Diagnosis typically includes testing for antibodies your body has made in response to Lyme bacteria. If antibiotic treatment is started early, the body may never develop antibodies. Somewhere between a few days and six weeks after a tick bite, blood tests called ELISA, EIA, and IFA can pick up antibodies: The IgM type of antibody is made first and then the IgG type. Antibodies can stick around for months or years, though, so they don’t tell you much about when you were infected or whether you are still infected. And unfortunately, the antibodies won’t protect you if you get another bite from a borrelia-carrying tick in the future (CDC, 2019i).

Antibody tests are not infallible, and they may come up with both false positive and false negative results. If an antibody test result is positive, standard practice is to do a Western blot or immunoblot test to rule out a false positive result and be more certain that borrelia bacteria are present. The antibody test followed by the Western blot is called a standard two-tiered test (STTT) (CDC, 2019e; Fallon & Sotsky, 2018).

The bigger problem is that the antibody tests frequently give negative results in people who are infected with borrelia, which would be called a false negative. According to the CDC, even weeks after a tick bite (stage 1), antibody tests will pick up only around 40 percent of cases. Even after months and progression to stage 2 disease with heart and nerve symptoms, only around 65 percent may be detected. It isn’t until stage 3, with arthritis, that most cases are detected with antibody tests (CDC, 2017).

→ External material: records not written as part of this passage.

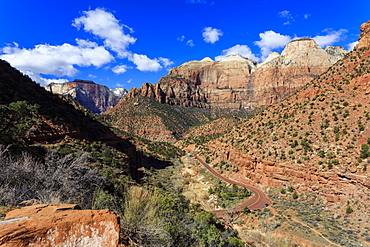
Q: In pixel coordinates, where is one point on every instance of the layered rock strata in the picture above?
(95, 97)
(59, 225)
(240, 83)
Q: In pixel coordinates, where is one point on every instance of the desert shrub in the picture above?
(16, 119)
(139, 218)
(57, 178)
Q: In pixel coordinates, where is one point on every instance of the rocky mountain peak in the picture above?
(95, 97)
(364, 40)
(207, 59)
(240, 83)
(300, 46)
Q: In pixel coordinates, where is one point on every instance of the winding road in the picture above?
(257, 201)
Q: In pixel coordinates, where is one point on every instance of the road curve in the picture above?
(257, 201)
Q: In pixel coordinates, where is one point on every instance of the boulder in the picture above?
(59, 225)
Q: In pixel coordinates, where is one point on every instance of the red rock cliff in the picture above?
(238, 82)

There appear to be two ways to get better results by stage 2 that are not yet standard practice. One is to do two EIA tests, and the other is to use a test called VlsE or C6. Based on research in children with clinical symptoms of Lyme disease, researchers have suggested that when the STTT is negative but children have Lyme symptoms, additional tests should be carried out (Maulden et al., 2019).

IGeneX is a company that specializes in testing for Lyme and other tick-borne diseases, such as babesiosis and relapsing fever. It has developed an immunoblot test panel to pick up not only the most common Lyme-causing bacterium in the US, B. burgdorferi, but also all of the species that cause Lyme around the world (Liu et al., 2018). In addition to B. burgdorferi, a bacterium called B. mayonii appears to cause Lyme in the Midwest (CDC, 2019b). Lyme can manifest somewhat differently in Europe and Asia, where it’s primarily caused by the species B. garinii and B. afzelli, instead of B. burgdorferi. Infections from these different species of bacteria may present with different symptoms, and some species are more easily detected by existing tests than others.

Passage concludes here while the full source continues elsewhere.